Monday, November 14, 2005

Unsworth's "New Methods for Humanities Research"

Matthew Kirschenbaum quotes from and links to John Unsworth's Richard W. Lyman Award lecture “New Methods for Humanities Research.” Since the Lyman Award is for advancing "humanistic scholarship through the innovative use of information technology," Unsworth's lecture focuses on digital technologies while at the same time arguing that we in the humanities do do research rather than just scholarship or criticism. Kirschenbaum pulls out a good quote on that issue, so I won't post it here myself. Instead, I'll point to a few different passages:
Bill Wulf, president of the National Academy of Engineering, would agree, at least in the case of computer science: Bill has argued (in my hearing) that computer science should really be considered one of the humanities, since the humanities deal with artifacts produced by human beings, and computers (and their software) are artifacts produced by human beings. Harold Abelson, a professor of computer science at MIT, tells students in his CS 101 course (Structure and Interpretation of Computer Programs) that

"computer science" is not a science and . . . its significance has little to do with computers. The computer revolution is a revolution in the way we think and in the way we express what we think. The essence of this change is the emergence of what might best be called procedural epistemology--the study of the structure of knowledge from an imperative point of view, as opposed to the more declarative point of view taken by classical mathematical subjects. Mathematics provides a framework for dealing precisely with notions of "what is." Computation provides a framework for dealing precisely with notions of "how to."

In other words, computers are all about method, they are epistemological to the core, and they are made by human beings. All of these qualities make them objects as well as instruments of interpretation--a point that I'll return to, after we look at some of the ways these artifacts of procedural epistemology can be used in humanities research.

"The computer revolution is a revolution in the way we think and the way we express what we think." Naturally, I like that line. It's got a good Ongian ring to it, especially when you add to it Unsworth's commentary: "computers are all about method." It also gets at the heart of why English studies should not, can not, ignore digital technologies. If "the way we think and the way we express what we think" are not core concerns of English studies in its myriad forms, I don't know what is.

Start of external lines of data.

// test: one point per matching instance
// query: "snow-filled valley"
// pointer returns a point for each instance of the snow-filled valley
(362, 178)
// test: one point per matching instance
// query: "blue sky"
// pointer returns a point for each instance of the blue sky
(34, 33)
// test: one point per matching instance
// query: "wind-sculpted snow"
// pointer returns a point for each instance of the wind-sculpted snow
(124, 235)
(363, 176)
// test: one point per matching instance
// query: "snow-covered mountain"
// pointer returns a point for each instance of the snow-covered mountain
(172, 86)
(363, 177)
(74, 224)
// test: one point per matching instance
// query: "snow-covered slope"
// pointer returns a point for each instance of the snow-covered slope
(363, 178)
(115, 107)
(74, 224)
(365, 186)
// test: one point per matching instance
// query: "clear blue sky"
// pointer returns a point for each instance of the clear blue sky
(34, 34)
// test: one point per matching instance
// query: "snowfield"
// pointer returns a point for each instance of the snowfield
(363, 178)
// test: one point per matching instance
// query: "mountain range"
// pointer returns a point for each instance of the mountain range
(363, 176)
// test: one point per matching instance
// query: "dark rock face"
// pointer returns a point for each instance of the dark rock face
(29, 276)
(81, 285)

And, lastly, I thought I'd share the conclusion:
On the subject of "infrastructure" I'd like to encourage you to have a look at the draft report of the Commission on Cyberinfrastructure for Humanities and Social Sciences, sponsored by the American Council of Learned Societies: it became available for public comment just a few days ago, and it can be downloaded from the ACLS web site. The Commission is looking for comments on this draft, and your contributions would be most welcome: we hope that when it is complete the report will help to foster the development of the tools and the institutions that we require in order to reintegrate the human record in digital form, and make it not only practically available but also intellectually accessible to all those who might be interested in it.

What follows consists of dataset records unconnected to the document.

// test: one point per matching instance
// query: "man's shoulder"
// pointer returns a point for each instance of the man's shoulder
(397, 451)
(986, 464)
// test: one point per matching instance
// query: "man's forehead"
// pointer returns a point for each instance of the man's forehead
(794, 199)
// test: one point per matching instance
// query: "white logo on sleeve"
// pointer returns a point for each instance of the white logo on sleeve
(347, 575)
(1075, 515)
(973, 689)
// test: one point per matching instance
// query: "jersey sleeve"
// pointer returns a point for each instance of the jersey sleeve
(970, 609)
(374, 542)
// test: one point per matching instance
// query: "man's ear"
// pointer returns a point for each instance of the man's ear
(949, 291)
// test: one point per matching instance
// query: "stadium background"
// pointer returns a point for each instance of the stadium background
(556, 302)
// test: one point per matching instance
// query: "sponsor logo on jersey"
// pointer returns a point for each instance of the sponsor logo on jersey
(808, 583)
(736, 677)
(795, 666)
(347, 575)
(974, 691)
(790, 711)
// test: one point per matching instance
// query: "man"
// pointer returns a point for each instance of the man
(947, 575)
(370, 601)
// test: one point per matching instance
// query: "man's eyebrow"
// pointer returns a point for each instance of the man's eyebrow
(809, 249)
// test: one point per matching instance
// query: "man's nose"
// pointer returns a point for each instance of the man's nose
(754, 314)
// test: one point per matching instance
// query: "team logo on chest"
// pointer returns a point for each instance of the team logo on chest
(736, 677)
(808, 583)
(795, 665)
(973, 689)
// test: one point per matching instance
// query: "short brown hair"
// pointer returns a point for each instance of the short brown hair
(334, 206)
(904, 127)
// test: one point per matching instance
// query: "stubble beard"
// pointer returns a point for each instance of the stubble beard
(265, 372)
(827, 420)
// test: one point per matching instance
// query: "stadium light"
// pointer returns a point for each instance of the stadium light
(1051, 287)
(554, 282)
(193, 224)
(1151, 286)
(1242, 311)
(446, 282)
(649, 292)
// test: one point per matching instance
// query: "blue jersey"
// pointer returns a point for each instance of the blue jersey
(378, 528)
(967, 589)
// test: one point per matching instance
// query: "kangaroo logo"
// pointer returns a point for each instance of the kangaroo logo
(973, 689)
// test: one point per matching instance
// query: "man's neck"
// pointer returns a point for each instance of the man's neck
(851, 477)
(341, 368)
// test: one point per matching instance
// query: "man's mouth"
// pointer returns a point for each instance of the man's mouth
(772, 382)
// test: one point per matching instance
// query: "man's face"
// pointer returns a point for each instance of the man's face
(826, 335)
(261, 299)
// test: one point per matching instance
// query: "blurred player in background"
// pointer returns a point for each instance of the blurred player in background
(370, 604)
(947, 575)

That goal is, I think, a good place to stop, because it brings us back to the point that Frye made about the purpose of criticism in general, which is that it should be "interested in literature itself and in what it does or can do for people." However "scientific" or statistical or technical these new research methods might seem--however systematizing, totalizing, and gradgrindian--they are driven by the desire to understand the human record, and perhaps even more, to understand our understanding of it. That it should take a machine to do that is only a superficial paradox: the machine itself is simply an instrument of procedural epistemology, and its only function, at least in humanities research, is to offer us methods for imagining what we don't know, as well as what we do.

First, I quote this passage because of the mention of the Commission report, but, more importantly because of the false human-machine dichotomy hinted at here, a dichotomy Unsworth himself doesn't accept. I'd have pushed this farther than he did, however. I'd have suggested that there is no paradox, not even a superficial one, in using computers to engage in humanities research. Computers are no more and no less a tool than a book or a pen or a pair of glasses. Or, to quote Ong, "There is nothing more natural to humans than the artificial." Or, to put it another way: a tool is a tool is a tool. And we are, by definition, users of tools.